PalayCheck trainees to sow seeds
With the soaring Philippine population comes the tall order to have more for the table without resorting to importation.
The country has posted already a 3.8 MT yield per hectare which is still low compared to what our neighboring countries have attained. Our limited rice land area, an average of 1.14 hectare could no longer be expanded but is diminishing due to land conversion.
The Department of Agriculture is determined to increase farm productivity. The Agricultural Training Institute continued to empower the agricultural extension workers for them to empower farmers to attain rice self-sufficiency in 2013.
The conduct of the season-long Training of Trainers on PalayCheck System aimed to make ithappen. The PalayCheck is a dynamic rice crop management system that presents the best key technoloy and management practices as key checks. It compares farmer practices with the best practices and learns through farmers' discussion group to sustain improvement inproductivity, profitability and environment safety.
The PalayCheck system covers areas on crop management such as seed quality, land preparation, crop establishment, nutrient management, water management, pest management, and harvest management.
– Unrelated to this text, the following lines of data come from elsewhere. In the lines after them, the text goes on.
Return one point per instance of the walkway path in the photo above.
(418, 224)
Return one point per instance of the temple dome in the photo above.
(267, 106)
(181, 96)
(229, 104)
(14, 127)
The season-long training which started on December 15, 2009 and ended on April 30, 2010 had equipped 20 agricultural extension workers and 84 farmers on the principles, concepts and practices of the PalayCheck system. The 84 farmers of the Farmers' Field School came from barangays Maganhan, Hilapnitan, Maybog and Gaas in Baybay City, Leyte.
Also sown in the hearts of the participants were seeds of work values that inspired them to take even the bitter pill of farming through learning by doing. No one escaped the rigors of farming and learning even in their educational trip to the country's rice knowledge centers, the International Rice Research Institute and PhilRice.
On April 30, the participants received their certificates for completing the training. The activity marked their next step in attaining rice sufficiency, which is to sow what they learned to others for the country to reap a hundred folds.